South Africa has over the last few years seen a substantial increase in matters relating to ethics, bribery and corruption (ABC).  While ABC considerations may not have previously paid a substantial role in background due diligence, it is becoming increasingly important that franchisors seek comfort that an independent owners (including their companies entering into the franchising agreement) have not been suspected of, or have been found to engage in, unlawful conduct.

While the question of liability by a franchisor for a franchisee’s ABC-related misconduct has not been tested in South African courts, franchisors should not, in the current regulatory climate, sidestep conducting the appropriate searches in the hope that criminal and civil liability will not be extended to it.

Other than a focus on criminal and civil liability, reputational harm has long been a risk identified by franchisors when it comes to the conduct of the franchisee.  A reporter reporting on ABC-related misconduct by a franchisee (whether or not that misconduct relates to the franchise) will likely refer to the name of a well-established franchise in an article.

A suitable ABC due diligence should be conducted before entering into a franchising agreement and then periodically, and should include the following:

  • Engaging with the franchisee to complete a comprehensive questionnaire dealing with ABC aspects.
  • Politically exposed persons or other political relationships of the shareholders and directors of the franchisee.
  • Background investigations of the franchisee, its directors and shareholders consisting of reviews of adverse media and reputational issues through public records, news and media reports and other open source intelligence-gathering methods.
  • An understanding of potential third parties, intermediaries and subcontractors to be engaged by the franchisee.
  • Commitment by the franchisee to comply with appropriate anti-bribery and corruption and anti-money laundering laws (including where relevant, with the US Foreign Corrupt Practices Act and UK Bribery Act).
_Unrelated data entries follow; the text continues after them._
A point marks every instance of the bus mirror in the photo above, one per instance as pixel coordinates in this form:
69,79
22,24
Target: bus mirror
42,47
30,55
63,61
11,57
On conclusion of an ABC Due Diligence, a franchisor should also ensure that controls are put in place to mitigate ABC risks.  Appropriate steps should include:

  • Enforcing participation with a compliance program which takes into consideration the requirements of anti-bribery and corruption and anti-money laundering laws. This may include, for example, reference to influencing government officials, other fraudulent misconduct and the appointment of third parties.
  • Providing the appropriate ABC training to the franchisee, including to management of the franchise.
  • Implementing controls to raise red flags and ensuring that resources are allocated to regularly monitor, report on and document compliance by the franchisee.
  • Implementation of a system to enable confidential reporting without fear of retaliation.
  • Ensuring that the franchisee has a comprehensive internal accounting and record-keeping systems in place, with the appropriate mechanisms put in place.